SOCIETE-SUSPICION DE VIOL SUR MINEURE
Alors qu’un certificat médical atteste d’« une ecchymose hyménéale » subit par Joyce Bissang Omgba, deux ans et 11 mois , la famille et l’école sont à couteaux tirés.

L’indignation gagne la toile. Une nouvelle affaire de viol présumé sur une enfant de deux ans et 11 mois, Joyce Bissang Omgba, secoue internet. Dans une vidéo relayée sur les réseaux sociaux, sa mère affirme que l’enfant a été «abusée par voie anale et par le vagin.»

Selon la mère, tout a commencé lundi 25 mai 2026, au retour de la petite fille de l’école. C’est à son domicile que les proches auraient constaté les signes d’une agression. Conduite d’urgence chez un médecin, Joyce a fait l’objet d’une échographie et d’un certificat médical signé le lendemain, 26 mai, dont les conclusions sont : « Une ecchymose hyménéale». D’après des explications d’un gynécologue que Mutations a contacté, celle-ci peut être causée par « un traumatisme comme une friction intense, un choc physique ou des rapports sexuels brutaux.»

Dans le carnet médical que nous nous sommes procuré, les examens d’échographie effectués révèlent : « vulve propre, hymen présent avec orifice large, présence de deux fissures anales à 3h et 9h, faible épanchement pelvien». Un constat compatible avec un traumatisme, peut-on lire sur le document médical.

Folle de rage et de douleur, la mère de l’enfant s’est rendue dès lundi soir, puis mardi matin, devant l’école fréquentée par sa fille, l’établissement privé GSB La Glory Olympic, à Odza, arrondissement de Yaoundé IV. Des vidéos devenues virales montrent les parents bloquant l’entrée, réclamant que images de vidéos surveillance soient fournies et l’auteur livré. Selon eux, l’agression aurait eu lieu au sein même de l’école.

Mais très vite, l’établissement a riposté. Dans un communiqué officiel publié sur les réseaux sociaux, la direction affirme que l’information est « fausse ». « Aucun incident de cette nature n’a eu lieu à GSB La Gloire Olympique », peut-on y lire. L’école assure être dotée de caméras de surveillance (CCTV), d’un personnel qualifié et de contrôles d’accès stricts.

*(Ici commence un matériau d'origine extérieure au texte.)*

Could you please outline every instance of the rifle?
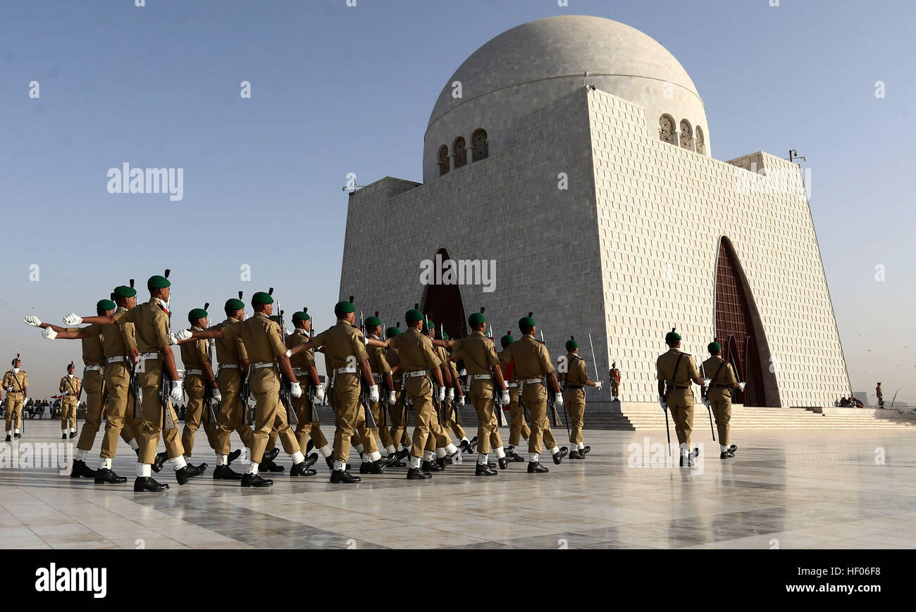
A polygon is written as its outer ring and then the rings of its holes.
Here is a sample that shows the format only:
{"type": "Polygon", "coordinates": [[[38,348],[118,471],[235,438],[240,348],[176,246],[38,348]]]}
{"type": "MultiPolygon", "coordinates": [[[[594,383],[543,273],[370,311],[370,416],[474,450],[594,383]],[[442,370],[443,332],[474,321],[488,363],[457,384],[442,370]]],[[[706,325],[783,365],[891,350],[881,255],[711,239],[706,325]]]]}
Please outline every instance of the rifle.
{"type": "MultiPolygon", "coordinates": [[[[167,268],[164,275],[166,279],[169,278],[170,272],[171,270],[167,268]]],[[[166,316],[169,317],[169,335],[171,335],[171,311],[169,311],[166,316]]],[[[162,372],[159,377],[159,404],[162,406],[162,430],[169,432],[175,429],[175,421],[171,418],[171,410],[169,410],[171,404],[169,401],[175,381],[171,379],[165,363],[161,365],[160,369],[162,372]]]]}
{"type": "MultiPolygon", "coordinates": [[[[203,310],[210,308],[210,302],[203,304],[203,310]]],[[[213,341],[207,340],[207,355],[210,355],[210,371],[216,371],[216,357],[213,355],[213,341]]],[[[215,379],[215,378],[214,378],[215,379]]],[[[220,404],[222,402],[216,401],[213,399],[213,381],[207,382],[204,380],[203,386],[203,402],[207,406],[207,419],[211,425],[215,425],[217,421],[217,416],[220,413],[220,404]]]]}
{"type": "MultiPolygon", "coordinates": [[[[533,313],[532,313],[533,314],[533,313]]],[[[531,316],[531,314],[529,314],[531,316]]],[[[544,332],[540,330],[540,344],[547,348],[547,343],[544,342],[544,332]]],[[[544,387],[547,388],[547,407],[551,409],[551,414],[553,415],[553,425],[555,427],[560,427],[562,422],[560,421],[560,413],[557,412],[557,393],[551,388],[550,384],[547,382],[547,375],[544,375],[544,387]]],[[[566,412],[566,404],[563,404],[563,413],[566,412]]],[[[569,421],[569,415],[566,415],[566,420],[569,421]]]]}
{"type": "MultiPolygon", "coordinates": [[[[274,294],[273,287],[267,290],[267,294],[274,294]]],[[[280,308],[279,301],[277,302],[277,310],[279,311],[280,340],[283,343],[283,346],[286,346],[286,322],[283,321],[283,309],[280,308]]],[[[280,369],[280,403],[283,404],[283,407],[287,410],[287,423],[290,426],[298,425],[299,417],[296,416],[296,409],[292,405],[292,381],[287,378],[282,369],[280,369]]]]}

Au-delà du démenti, l’établissement a livré une tout autre version des faits, qu’il a diffusée en interne et qui circule désormais. Selon ce récit, le père serait venu chercher l’enfant à 13h, celle-ci courant joyeusement vers lui, sans aucun signe de souffrance. Ce n’est que trois heures et demie plus tard, à 16h30, que la mère serait revenue seule devant l’école, proférant des menaces d’incendie. Le lendemain, le couple aurait bloqué l’accès, refusant toute discussion avec la direction. L’école accuse désormais les parents de vouloir « ternir son image » et annonce avoir saisi la brigade de gendarmerie d’Odza.

« Nous ne protégeons personne, affirme l’établissement. Le coupable, s’il y a eu viol, le paiera. Cela n’exclut pas les parents.» L’école précise avoir mis ses vidéos à disposition des enquêteurs et demande au public de ne pas se fier aux émotions des réseaux sociaux.

Sur Twitter (X), Facebook et TikTok, le débat explose. Si certains internautes soutiennent la famille et réclament la fermeture de l’école, d’autres s’interrogent sur le délai entre la sortie de l’école et la constatation des faits, ou sur l’absence de saignement mentionné. Certains appellent à la prudence tant que l’enquête n’a pas rendu ses conclusions. Une enquête que les autorités ont désormais en main. Reste à savoir si les caméras de l’école – si elles fonctionnent – livreront des réponses, et si le certificat médical suffira à confondre un éventuel agresseur.